Note: $\theta$ is often set to zero in practice.
\end{frame}


\begin{frame}[t]
\frametitle{1.4 Exercise: Bioequivalence trial sample size}
In a clinical trial with cardiovascular disease, both the novel and 
standard therapies target lowering the blood pressure.
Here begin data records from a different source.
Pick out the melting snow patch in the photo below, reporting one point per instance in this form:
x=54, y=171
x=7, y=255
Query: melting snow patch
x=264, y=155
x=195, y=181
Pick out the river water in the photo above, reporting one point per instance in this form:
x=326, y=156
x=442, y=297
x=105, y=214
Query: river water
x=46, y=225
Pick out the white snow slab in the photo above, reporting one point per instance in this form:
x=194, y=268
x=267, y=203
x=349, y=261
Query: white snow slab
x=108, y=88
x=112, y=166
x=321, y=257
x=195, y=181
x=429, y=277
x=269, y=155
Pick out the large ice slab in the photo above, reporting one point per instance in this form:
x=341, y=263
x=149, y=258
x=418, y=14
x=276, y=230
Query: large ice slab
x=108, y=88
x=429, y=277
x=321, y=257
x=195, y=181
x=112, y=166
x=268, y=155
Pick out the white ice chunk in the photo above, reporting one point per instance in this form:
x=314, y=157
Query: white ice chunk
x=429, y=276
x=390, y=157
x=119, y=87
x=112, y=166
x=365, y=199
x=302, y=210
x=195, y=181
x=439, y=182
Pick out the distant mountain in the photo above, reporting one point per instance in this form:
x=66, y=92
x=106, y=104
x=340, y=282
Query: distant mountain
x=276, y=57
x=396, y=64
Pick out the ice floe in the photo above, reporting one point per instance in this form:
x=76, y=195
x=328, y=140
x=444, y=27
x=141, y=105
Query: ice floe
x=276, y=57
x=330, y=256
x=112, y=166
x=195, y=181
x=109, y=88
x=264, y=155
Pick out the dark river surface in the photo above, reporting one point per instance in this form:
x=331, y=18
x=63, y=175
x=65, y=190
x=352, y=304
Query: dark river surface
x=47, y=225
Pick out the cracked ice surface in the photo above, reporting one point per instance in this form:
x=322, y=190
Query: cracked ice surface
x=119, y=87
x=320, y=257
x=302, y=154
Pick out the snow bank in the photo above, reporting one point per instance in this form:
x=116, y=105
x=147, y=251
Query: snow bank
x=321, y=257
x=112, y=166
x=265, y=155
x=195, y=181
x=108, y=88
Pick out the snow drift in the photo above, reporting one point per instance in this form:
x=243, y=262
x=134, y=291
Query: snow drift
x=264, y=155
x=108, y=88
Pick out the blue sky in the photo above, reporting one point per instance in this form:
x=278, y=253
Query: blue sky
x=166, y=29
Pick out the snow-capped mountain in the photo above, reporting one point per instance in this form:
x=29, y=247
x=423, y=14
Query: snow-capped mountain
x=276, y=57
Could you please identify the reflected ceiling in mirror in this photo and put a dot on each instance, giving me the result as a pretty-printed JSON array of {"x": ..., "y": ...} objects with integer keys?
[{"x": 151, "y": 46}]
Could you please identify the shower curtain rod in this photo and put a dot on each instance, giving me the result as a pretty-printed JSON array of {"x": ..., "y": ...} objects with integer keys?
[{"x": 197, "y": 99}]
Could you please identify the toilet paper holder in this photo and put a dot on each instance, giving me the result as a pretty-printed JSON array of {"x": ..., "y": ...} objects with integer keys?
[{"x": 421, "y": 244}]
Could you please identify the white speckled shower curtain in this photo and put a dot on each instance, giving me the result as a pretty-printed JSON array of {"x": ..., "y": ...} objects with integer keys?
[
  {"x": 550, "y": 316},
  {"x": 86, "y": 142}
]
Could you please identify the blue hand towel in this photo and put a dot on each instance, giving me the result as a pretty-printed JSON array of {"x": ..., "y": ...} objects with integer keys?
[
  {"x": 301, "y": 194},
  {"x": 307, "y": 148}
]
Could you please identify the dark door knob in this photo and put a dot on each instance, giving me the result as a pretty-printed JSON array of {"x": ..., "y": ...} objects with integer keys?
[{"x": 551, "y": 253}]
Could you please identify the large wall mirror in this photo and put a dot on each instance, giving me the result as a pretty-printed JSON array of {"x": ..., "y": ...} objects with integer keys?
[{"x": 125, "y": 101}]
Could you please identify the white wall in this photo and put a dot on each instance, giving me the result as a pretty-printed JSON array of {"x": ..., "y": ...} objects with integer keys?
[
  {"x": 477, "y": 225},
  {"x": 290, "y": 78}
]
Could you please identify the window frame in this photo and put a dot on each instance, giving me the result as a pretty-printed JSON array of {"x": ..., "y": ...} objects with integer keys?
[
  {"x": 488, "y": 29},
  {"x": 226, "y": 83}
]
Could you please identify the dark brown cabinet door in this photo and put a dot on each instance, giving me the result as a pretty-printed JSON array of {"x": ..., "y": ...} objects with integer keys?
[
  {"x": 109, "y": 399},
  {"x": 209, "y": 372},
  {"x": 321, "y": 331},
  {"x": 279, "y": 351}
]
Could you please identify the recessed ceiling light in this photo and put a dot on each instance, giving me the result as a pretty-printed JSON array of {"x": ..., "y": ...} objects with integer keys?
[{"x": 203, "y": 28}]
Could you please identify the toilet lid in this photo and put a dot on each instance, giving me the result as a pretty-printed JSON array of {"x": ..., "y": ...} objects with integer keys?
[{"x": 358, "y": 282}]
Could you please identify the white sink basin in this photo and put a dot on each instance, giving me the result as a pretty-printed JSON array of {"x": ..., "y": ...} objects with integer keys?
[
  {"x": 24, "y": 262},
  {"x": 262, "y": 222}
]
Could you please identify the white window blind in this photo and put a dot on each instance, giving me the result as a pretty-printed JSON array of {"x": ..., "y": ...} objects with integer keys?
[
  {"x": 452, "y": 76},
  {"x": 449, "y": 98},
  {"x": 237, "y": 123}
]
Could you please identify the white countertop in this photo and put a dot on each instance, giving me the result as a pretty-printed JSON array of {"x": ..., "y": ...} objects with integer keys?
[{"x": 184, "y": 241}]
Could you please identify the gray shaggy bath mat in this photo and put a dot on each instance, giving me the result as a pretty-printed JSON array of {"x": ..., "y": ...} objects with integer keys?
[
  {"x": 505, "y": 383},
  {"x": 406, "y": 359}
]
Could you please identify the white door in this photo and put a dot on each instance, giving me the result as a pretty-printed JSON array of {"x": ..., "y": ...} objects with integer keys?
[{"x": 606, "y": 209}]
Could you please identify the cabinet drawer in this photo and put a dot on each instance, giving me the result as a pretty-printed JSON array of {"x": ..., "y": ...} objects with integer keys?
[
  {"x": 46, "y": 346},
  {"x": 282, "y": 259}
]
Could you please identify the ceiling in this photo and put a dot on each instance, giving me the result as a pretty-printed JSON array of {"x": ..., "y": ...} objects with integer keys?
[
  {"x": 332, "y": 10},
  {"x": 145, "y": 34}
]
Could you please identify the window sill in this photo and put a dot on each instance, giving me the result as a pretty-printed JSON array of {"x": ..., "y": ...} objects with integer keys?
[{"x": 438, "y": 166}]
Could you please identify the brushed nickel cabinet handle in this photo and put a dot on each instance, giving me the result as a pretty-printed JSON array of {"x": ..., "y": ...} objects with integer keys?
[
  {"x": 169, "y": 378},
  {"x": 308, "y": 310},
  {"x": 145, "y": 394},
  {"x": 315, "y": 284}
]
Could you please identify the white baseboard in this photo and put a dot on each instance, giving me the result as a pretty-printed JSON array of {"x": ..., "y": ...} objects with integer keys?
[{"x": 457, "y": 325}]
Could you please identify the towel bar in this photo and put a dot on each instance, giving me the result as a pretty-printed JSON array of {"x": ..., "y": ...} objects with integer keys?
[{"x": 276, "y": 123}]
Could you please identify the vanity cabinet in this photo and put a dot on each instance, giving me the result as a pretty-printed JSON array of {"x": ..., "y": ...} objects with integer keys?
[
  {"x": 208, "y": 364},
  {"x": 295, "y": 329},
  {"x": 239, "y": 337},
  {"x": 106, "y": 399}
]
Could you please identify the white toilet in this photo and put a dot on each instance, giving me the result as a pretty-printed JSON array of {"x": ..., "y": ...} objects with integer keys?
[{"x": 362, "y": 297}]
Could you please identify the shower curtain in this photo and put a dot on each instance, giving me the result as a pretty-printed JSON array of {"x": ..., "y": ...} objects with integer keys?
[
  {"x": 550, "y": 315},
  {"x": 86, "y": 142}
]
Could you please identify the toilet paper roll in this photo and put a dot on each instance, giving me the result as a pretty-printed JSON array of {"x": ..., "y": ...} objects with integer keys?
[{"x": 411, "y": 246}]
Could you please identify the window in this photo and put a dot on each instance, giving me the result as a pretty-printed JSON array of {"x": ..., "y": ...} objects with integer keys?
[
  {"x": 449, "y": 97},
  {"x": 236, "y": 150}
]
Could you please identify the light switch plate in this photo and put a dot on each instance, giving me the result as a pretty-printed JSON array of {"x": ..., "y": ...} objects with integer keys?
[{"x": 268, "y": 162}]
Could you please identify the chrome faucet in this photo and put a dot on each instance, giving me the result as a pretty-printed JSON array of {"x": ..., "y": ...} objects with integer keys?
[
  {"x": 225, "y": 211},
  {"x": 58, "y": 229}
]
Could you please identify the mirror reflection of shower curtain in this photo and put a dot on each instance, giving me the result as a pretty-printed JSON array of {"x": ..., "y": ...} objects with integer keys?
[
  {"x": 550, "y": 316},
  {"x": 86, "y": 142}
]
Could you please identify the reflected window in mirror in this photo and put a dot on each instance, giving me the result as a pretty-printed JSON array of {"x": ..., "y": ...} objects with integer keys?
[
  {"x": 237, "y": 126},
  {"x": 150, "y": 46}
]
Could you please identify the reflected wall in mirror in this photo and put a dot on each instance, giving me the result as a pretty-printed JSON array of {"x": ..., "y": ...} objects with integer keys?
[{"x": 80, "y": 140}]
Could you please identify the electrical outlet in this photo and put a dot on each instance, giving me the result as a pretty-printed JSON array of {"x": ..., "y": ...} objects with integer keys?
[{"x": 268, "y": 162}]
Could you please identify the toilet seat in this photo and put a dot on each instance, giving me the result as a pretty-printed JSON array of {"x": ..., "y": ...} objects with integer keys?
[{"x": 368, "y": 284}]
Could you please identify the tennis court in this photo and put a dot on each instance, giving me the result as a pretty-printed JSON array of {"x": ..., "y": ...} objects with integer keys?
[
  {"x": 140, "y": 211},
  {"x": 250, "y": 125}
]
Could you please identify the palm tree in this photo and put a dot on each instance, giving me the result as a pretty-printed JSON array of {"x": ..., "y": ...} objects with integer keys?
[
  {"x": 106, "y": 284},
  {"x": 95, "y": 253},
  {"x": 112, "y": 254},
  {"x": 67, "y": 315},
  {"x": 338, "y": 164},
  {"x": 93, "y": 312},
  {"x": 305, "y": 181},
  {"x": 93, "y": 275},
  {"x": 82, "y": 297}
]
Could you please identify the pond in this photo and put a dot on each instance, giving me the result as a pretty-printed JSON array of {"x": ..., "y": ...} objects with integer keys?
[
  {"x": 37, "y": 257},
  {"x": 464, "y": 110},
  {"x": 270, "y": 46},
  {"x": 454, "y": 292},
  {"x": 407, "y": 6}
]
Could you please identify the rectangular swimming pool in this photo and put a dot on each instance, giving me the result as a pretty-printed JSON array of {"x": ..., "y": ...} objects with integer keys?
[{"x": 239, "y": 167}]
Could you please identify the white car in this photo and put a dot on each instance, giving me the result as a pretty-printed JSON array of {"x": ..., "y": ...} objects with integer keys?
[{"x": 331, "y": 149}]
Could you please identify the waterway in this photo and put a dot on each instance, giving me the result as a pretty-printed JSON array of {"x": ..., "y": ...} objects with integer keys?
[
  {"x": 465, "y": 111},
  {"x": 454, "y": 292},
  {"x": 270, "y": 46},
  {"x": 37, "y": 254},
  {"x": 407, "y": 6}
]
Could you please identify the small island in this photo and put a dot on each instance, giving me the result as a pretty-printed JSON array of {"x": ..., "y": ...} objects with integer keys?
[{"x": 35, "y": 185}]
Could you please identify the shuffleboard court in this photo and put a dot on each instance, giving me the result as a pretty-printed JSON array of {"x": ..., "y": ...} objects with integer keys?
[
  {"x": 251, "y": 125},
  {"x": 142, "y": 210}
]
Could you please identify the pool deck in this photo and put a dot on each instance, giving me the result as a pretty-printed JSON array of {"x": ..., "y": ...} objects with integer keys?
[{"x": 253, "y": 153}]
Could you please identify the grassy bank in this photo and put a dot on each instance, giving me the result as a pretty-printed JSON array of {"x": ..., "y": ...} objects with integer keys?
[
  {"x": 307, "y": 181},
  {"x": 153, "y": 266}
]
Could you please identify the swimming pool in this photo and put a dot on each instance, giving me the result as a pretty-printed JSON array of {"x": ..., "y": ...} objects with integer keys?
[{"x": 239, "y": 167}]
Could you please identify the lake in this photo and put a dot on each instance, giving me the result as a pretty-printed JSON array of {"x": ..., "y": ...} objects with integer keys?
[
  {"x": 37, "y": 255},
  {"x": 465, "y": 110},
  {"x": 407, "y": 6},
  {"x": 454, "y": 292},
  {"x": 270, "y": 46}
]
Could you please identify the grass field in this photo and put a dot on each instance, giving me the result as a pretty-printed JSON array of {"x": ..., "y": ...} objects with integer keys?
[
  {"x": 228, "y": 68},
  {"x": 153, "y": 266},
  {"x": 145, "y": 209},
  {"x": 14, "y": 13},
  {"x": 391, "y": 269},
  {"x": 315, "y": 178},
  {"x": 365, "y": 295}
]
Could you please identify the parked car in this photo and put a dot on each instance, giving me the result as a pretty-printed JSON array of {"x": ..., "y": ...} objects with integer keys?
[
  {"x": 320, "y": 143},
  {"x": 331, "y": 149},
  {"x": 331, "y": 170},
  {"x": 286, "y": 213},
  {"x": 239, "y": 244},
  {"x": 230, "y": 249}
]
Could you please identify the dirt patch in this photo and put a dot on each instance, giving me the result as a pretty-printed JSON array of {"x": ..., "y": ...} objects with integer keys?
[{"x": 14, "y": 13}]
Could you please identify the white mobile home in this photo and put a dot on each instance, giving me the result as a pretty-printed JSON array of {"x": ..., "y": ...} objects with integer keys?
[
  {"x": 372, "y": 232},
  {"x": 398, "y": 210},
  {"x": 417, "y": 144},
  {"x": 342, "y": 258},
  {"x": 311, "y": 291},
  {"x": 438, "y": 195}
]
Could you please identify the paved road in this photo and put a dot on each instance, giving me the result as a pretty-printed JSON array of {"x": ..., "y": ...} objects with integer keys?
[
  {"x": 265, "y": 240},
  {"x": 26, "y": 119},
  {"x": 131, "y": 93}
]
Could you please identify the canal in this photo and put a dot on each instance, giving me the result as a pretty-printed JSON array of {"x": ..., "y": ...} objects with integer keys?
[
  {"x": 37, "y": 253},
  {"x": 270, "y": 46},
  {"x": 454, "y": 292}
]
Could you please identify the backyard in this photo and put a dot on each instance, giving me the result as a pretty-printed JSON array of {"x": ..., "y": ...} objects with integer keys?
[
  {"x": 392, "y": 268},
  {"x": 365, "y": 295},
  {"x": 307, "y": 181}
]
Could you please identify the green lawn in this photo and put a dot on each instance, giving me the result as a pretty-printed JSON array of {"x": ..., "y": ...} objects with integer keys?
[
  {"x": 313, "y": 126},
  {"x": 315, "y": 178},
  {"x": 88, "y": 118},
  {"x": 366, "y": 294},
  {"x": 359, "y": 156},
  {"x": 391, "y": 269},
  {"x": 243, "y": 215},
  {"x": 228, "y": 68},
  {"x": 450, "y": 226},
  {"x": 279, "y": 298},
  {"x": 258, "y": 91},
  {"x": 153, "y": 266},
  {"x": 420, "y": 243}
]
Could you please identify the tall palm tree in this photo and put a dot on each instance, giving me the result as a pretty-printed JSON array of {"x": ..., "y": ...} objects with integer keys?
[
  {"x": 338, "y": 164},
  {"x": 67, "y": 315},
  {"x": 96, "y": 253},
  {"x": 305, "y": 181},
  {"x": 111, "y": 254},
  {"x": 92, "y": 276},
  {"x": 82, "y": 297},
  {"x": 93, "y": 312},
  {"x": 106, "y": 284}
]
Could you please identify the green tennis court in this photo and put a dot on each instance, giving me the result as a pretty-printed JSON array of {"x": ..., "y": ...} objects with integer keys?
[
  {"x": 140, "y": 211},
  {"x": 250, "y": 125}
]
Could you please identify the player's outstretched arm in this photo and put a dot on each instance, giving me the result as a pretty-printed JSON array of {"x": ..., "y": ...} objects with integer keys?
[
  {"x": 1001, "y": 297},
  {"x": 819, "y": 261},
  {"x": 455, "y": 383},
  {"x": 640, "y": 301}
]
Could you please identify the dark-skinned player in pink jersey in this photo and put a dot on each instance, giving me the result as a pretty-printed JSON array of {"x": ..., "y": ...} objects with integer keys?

The study is to 
establish equivalence of the two treatments in terms of therapeutic 
effects with an equivalence margin $\delta=0.2$. The variance of the 
medical measurements is estiamted to be 1.0 from previous study.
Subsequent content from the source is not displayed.